Halt deinen Schnauzer! könnte Bodo jetzt lostrompeten, denkt aber, dass das Untier, das er nun beim Wiedersehen durch diese Anrede aus der Mischlings- und No-Name-Abteilung in die genannte Rassekategorie einordnet hat, durch die Aufforderung „Halt deinen dämlichen Schnauzer!“ sensibel reagieren und sich genötigt sehen könnte, sein Herrchen, dem dieser Ausspruch zugedacht ist, zu verteidigen, obwohl lediglich die Bitte, wenn auch energisch, vorgetragen wird, den Hund zu halten.

Deshalb heißen diese Leute doch Hundehalter!

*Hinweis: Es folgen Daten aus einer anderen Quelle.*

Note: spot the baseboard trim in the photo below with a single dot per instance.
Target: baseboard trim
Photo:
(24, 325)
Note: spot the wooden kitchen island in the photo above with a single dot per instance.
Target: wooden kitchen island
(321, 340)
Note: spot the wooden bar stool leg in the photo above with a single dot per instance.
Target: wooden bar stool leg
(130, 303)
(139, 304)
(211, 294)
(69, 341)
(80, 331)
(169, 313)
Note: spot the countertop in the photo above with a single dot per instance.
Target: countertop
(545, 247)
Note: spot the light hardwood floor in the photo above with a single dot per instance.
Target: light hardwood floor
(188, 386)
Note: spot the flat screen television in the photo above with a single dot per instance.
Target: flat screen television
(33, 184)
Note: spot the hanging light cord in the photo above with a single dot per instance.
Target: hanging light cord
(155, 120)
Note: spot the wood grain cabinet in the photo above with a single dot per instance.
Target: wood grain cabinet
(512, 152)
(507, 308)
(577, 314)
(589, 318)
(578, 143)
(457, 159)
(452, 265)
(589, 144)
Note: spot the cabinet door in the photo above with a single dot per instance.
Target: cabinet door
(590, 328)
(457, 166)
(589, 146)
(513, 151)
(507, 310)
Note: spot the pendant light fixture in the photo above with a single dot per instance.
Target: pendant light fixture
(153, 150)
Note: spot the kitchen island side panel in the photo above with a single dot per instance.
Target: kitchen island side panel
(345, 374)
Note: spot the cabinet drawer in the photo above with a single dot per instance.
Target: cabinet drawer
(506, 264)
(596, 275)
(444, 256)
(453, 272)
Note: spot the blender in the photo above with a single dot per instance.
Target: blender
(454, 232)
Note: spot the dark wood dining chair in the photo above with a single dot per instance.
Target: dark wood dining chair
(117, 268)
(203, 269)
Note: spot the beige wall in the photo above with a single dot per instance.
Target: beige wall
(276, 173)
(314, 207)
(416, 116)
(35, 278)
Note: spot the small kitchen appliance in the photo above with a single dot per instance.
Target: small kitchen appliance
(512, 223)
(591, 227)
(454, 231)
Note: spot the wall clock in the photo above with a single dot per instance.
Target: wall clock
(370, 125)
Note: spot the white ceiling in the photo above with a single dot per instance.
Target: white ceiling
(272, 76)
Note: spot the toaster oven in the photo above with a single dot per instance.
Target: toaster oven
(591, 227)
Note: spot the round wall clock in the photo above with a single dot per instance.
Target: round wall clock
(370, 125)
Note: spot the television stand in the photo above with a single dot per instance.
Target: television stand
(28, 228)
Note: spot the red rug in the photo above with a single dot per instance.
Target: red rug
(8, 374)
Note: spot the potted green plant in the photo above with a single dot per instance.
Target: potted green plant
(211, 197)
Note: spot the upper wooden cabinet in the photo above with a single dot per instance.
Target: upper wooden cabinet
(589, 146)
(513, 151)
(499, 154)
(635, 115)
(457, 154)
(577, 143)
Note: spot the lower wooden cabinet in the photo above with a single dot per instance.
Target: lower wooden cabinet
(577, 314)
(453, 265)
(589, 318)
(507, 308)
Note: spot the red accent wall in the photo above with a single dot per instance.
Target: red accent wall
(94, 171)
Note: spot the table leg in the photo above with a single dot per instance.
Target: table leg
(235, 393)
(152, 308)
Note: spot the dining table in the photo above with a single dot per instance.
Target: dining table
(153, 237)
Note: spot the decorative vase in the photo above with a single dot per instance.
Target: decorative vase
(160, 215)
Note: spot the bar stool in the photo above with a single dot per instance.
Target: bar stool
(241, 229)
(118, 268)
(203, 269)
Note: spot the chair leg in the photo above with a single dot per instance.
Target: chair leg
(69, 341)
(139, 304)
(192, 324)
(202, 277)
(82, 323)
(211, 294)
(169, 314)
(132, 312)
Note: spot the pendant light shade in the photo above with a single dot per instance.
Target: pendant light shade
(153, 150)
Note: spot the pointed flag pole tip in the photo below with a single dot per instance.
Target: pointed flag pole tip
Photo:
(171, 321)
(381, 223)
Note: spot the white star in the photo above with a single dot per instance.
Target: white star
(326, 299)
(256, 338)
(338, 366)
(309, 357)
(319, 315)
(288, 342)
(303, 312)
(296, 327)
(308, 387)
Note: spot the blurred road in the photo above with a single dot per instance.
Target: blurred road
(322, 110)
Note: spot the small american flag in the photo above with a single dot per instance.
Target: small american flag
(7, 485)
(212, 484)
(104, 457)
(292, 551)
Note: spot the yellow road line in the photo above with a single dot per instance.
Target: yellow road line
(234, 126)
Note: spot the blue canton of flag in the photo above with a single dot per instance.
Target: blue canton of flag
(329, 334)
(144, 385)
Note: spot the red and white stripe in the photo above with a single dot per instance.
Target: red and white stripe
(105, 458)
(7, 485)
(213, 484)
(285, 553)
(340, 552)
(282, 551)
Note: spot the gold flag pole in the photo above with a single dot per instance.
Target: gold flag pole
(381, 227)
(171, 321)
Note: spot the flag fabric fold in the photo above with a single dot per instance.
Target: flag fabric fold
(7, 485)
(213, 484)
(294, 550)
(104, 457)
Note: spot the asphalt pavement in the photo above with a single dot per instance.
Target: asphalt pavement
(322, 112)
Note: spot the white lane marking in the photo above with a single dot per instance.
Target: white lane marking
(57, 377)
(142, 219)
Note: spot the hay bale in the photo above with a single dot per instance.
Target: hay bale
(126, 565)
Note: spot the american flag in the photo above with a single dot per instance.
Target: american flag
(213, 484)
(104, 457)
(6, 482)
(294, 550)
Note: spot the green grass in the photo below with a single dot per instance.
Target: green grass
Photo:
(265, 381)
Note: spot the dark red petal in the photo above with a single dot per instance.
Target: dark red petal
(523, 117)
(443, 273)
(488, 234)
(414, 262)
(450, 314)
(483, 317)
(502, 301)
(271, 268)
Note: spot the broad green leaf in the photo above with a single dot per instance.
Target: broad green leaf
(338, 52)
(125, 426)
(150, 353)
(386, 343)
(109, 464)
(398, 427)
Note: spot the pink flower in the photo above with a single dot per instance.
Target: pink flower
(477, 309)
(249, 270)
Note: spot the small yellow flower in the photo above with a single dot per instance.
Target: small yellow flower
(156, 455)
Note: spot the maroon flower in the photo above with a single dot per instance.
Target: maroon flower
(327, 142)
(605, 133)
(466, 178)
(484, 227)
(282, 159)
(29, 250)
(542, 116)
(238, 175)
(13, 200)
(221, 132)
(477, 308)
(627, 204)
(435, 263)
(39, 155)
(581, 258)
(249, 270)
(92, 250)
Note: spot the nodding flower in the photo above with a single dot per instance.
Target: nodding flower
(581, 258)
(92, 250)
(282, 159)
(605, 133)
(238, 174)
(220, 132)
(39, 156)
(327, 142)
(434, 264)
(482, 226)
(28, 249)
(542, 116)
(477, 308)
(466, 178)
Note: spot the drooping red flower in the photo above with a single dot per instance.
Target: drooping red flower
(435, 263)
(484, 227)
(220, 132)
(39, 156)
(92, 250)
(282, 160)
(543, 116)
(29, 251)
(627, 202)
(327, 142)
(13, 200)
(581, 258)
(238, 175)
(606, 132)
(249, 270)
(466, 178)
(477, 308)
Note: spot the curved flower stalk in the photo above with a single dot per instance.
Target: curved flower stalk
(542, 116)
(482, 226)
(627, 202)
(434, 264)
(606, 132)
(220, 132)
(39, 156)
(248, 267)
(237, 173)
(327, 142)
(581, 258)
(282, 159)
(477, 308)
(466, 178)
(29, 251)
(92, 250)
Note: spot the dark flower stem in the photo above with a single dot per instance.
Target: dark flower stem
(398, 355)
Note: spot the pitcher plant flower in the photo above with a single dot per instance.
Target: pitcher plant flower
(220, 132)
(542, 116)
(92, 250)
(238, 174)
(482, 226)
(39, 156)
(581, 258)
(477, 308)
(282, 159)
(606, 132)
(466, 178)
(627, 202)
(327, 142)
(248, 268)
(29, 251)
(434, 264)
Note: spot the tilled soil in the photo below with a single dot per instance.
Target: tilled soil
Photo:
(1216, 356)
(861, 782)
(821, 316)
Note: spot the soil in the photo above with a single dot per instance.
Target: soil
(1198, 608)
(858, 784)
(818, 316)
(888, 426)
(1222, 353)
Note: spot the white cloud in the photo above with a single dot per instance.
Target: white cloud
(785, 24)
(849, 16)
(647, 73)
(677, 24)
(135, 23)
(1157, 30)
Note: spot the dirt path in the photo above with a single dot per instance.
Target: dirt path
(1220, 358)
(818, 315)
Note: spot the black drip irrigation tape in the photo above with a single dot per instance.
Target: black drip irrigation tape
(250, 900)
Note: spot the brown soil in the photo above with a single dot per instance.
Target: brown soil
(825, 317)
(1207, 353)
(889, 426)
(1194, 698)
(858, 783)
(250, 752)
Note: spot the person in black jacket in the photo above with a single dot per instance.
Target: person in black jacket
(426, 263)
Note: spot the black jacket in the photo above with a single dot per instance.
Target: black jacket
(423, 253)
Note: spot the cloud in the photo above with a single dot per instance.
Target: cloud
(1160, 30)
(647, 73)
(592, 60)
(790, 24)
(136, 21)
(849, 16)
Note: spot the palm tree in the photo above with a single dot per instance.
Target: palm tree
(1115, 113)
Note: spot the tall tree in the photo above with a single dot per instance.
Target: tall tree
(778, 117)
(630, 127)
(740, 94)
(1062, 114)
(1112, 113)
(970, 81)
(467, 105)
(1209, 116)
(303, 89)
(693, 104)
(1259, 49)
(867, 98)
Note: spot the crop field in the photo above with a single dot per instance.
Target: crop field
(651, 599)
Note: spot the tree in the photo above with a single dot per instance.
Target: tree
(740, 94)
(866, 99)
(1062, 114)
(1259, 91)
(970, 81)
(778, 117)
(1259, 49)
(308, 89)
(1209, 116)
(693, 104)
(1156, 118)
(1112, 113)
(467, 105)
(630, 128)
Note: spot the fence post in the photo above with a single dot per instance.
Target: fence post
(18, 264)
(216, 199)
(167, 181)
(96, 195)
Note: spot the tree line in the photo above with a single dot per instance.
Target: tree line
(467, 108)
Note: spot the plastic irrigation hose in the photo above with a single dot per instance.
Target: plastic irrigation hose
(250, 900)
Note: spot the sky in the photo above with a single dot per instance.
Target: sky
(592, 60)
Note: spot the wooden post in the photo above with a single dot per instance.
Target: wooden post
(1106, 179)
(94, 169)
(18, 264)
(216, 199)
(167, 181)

Der fliegerlederkappenohrenklapprige Hund läuft frei herum. Gehört an die Leine! denkt Bodo und macht sich auf den Weg in die andere Richtung, vorsichtig nach hinten lauschend, fürchtend, dass das leise Flappen der Ohrenlappen oder Kappenklappen hinter ihm ertönt.

Nichts zu hören. Hund und Mann und Auto sind in eine andere Richtung. Bodo atmet durch und trabt entspannt weiter. Es gibt also Waldläufer und Waldfahrer, denkt er, ohne daraus eine besondere Erkenntnis abzuleiten.

Welcher Sünder mag in diesem Hund stecken und zum wievielten Male wohl schon? Und welcher in dem Hundehalter, der in seinem Auto durch den Wald spazieren fährt? Schlimmer noch, als wieder zur Schnecke gemacht zu werden.

Was muss eine arme Seele wohl tun, um da endlich rauszukommen?